Some software development operations (on the straight up vendor side) have marketing managers, evangelists and product leads. Other software operations have all-volunteer developers, stewards and incubators… and that’s how the Apache Software Foundation (ASF) describes its team of happy cohorts who are, obviously, involved with furthering the lifeblood of open source.

The ASF rarely sees a week go past without an announcement and this week is no different. We now hear about Apache Kudu graduating from the Apache Incubator to become a Top-Level Project (TLP), signifying that the project’s community and products have been well-governed under the ASF’s meritocratic process and principles.

What is Apache Kudu?

Apache Kudu is an open source columnar storage engine built for the Hadoop ecosystem designed to enable high-performance analytic pipelines.

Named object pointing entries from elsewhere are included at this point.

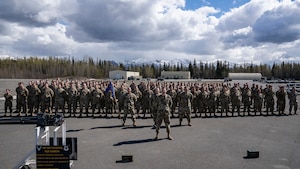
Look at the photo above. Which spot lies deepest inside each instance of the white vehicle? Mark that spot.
(289, 87)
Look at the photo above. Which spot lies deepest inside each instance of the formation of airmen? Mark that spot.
(75, 98)
(160, 100)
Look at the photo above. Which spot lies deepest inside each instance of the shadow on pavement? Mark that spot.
(136, 127)
(69, 131)
(137, 141)
(106, 127)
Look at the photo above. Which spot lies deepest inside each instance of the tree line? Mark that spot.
(52, 67)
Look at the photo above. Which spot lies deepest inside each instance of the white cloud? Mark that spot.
(258, 31)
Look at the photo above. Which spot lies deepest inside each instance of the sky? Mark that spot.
(238, 31)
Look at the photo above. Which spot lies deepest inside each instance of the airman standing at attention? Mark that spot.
(22, 96)
(280, 94)
(129, 105)
(8, 102)
(154, 105)
(269, 97)
(84, 99)
(163, 112)
(47, 96)
(185, 106)
(292, 95)
(60, 94)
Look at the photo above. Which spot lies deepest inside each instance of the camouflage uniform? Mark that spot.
(22, 95)
(269, 97)
(8, 102)
(154, 105)
(246, 95)
(202, 97)
(60, 95)
(72, 99)
(185, 105)
(258, 101)
(84, 100)
(280, 94)
(195, 94)
(97, 95)
(109, 102)
(235, 100)
(129, 104)
(146, 100)
(163, 112)
(292, 95)
(212, 102)
(225, 100)
(47, 96)
(33, 99)
(138, 103)
(120, 93)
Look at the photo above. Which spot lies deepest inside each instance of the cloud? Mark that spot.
(121, 30)
(30, 13)
(279, 25)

Columnar data storage (as opposed to storing data in rows) means that all the column 1 values are physically together followed by all column 2 values etc. So if column 2 values are surnames of people, or city locations, or ages or anything else then they all belong to the same input record and this means they can all be accessed in one group — there are logical (positive) implications for why this can help speed up data access and subsequent analytics for certain types of database uses.

Project VP (and software engineer at Hadoop platform company Cloudera) Todd Lipcon has said that under the Apache Incubator, the Kudu community has grown to more than 45 developers and hundreds of users.

“We are excited to be recognized for our strong Open Source community and are looking forward to our upcoming 1.0 release,” added Lipcon.

What does columnar Kudu do well?

Kudu is particularly well suited to hosting time-series data and various types of operational data. In addition to its impressive scan speed, Kudu supports many operations available in traditional databases, including real-time insert, update, and delete operations.

The ASF says that Apache Kudu is in use at diverse companies and organizations across many industries, including retail, online service delivery, risk management, and digital advertising.

“The Internet of Things, cybersecurity and other fast data drivers highlight the demands that real-time analytics place on big data platforms,” said Arvind Prabhakar, Apache Software Foundation member and CTO of StreamSets. “Apache Kudu fills a key architectural gap by providing an elegant solution spanning both traditional analytics and fast data access. StreamSets provides native support for Apache Kudu to help build real-time ingestion and analytics for our users.”

The Apache Kudu project welcomes contributions and community participation through mailing lists, a Slack channel, face-to-face MeetUps, and other events.